And trade union, Unite, said it believes there is the prospect of between 400–700 jobs being created.

The plant, which is situated next to the Jaguar Land Rover manufacturing site, will benefit from an injection of around £230m, including a portion of funding from the Government.

It is expected to start producing up to 250,000 electric power units a year from 2024.

Ford of Europe president, Stuart Rowley, said: “This is a very important announcement for Halewood as it will secure the future of the facility along with introducing new technology for Ford vehicles in Europe.”

Sharon Graham, general secretary of trade union Unite, said: “This investment is excellent news for the highly skilled workforce at Halewood as it secures the future of the plant.”

But she added: “It is absolutely imperative that the Government does not see this investment as a one-off but supports similar schemes to ensure the entire UK automotive industry experiences a smooth transition in the move to build electric vehicles.”

Unite said it understands that the multimillion-pound investment in the development and production of the new electric drive units which will be installed in its passenger and commercial vehicles.

The union said there is the prospect of between 400–700 jobs being created.

Unite national officer, Des Quinn, said: “The union has been working behind the scenes to ensure that the jobs of our members at Halewood were protected.

“Unite is absolutely dedicated to protect the jobs, pay and conditions of all our members and is working to ensure that similar projects are adopted throughout the UK’s world class automotive sector.”
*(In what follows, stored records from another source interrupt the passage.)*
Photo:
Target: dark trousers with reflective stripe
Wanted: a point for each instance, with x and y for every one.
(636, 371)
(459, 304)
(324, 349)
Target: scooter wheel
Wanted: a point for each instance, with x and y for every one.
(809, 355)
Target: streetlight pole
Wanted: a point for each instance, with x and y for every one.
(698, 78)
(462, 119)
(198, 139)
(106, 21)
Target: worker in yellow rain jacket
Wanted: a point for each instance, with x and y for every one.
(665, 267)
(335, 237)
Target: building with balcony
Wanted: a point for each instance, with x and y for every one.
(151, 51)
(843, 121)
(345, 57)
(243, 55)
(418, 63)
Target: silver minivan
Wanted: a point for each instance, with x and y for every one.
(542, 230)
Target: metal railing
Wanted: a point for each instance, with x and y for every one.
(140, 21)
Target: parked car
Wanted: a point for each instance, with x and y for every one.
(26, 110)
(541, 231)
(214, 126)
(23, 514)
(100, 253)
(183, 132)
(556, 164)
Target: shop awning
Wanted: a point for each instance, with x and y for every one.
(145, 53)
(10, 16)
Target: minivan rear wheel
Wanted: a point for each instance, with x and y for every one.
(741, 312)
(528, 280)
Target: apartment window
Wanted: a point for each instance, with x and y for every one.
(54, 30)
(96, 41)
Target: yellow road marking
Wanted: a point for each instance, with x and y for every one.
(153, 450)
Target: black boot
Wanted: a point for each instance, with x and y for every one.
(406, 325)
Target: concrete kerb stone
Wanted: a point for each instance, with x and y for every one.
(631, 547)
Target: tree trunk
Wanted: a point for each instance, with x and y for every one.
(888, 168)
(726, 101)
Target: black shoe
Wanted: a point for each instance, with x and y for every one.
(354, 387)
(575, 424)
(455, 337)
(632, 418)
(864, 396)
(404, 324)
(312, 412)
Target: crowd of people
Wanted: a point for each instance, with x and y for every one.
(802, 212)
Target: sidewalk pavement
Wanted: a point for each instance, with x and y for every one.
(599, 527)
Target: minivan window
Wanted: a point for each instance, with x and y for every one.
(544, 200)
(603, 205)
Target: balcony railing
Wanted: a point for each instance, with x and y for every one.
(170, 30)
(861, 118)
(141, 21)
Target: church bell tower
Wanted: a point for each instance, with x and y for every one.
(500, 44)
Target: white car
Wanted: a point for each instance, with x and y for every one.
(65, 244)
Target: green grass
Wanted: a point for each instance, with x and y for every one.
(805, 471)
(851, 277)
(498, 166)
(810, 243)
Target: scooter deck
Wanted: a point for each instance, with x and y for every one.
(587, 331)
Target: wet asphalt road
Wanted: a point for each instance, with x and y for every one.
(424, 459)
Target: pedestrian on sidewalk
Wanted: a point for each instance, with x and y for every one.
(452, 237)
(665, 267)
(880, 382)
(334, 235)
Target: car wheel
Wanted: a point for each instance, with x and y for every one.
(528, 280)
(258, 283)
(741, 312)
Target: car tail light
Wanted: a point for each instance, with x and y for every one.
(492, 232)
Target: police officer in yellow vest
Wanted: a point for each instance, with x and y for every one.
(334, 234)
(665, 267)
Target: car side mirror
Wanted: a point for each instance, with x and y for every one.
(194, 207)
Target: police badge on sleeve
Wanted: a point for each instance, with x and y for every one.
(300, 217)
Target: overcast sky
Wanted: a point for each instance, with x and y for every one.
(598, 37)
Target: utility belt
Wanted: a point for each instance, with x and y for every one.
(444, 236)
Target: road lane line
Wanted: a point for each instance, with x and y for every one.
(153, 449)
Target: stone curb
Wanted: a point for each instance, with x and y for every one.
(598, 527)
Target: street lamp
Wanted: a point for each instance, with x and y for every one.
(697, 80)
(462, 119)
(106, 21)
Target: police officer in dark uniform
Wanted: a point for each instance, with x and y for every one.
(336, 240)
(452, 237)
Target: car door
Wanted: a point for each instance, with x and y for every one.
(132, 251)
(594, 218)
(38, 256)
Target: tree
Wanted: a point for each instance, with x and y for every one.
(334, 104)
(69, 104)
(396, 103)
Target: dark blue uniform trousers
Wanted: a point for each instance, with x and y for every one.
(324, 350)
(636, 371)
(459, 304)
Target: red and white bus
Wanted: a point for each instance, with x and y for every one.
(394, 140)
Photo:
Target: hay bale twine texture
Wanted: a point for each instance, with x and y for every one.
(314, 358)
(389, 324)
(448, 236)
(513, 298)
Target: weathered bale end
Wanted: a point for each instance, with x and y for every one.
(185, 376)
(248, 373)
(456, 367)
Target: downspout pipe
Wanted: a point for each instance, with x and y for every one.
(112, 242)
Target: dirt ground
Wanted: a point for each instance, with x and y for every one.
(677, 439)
Unite is also campaigning to ensure that the Government rapidly improves the infrastructure regarding rapid electric charging points to make it far easier for consumers to transfer to electric vehicles.

Halewood was competing with a Ford factory in Germany for the investment in the new technology.

Business Secretary Kwasi Kwarteng, said: “Ford’s decision is further proof that the UK remains one of the best locations in the world for high quality automotive manufacturing.

“In this global race to secure electric vehicle manufacturing, our priority is to ensure the UK reaps the benefits.”

Ford retained the transmissions operations at Halewood after selling the car production facilities there to Indian car maker Tata, for £1.15bn, in 2008.

The US auto giant had then operated the transmissions site as a joint venture with German business Getrag, but took back full control of the plant from the Cologne-based group in March this year.

It currently makes engines for Ford’s Fiesta and Focus models, which are exported to vehicle manufacturing plants in Europe.

Ford said earlier this year that it intends all of its passenger vehicles in Europe to be “zero-emissions capable, all-electric or plug-in hybrid” by 2026 and completely all-electric by 2030, while its commercial vehicles will be all-electric or plug-in hybrid by 2024, with two thirds of its commercial vehicle sales expected to be all-electric or plug-in hybrid by 2030.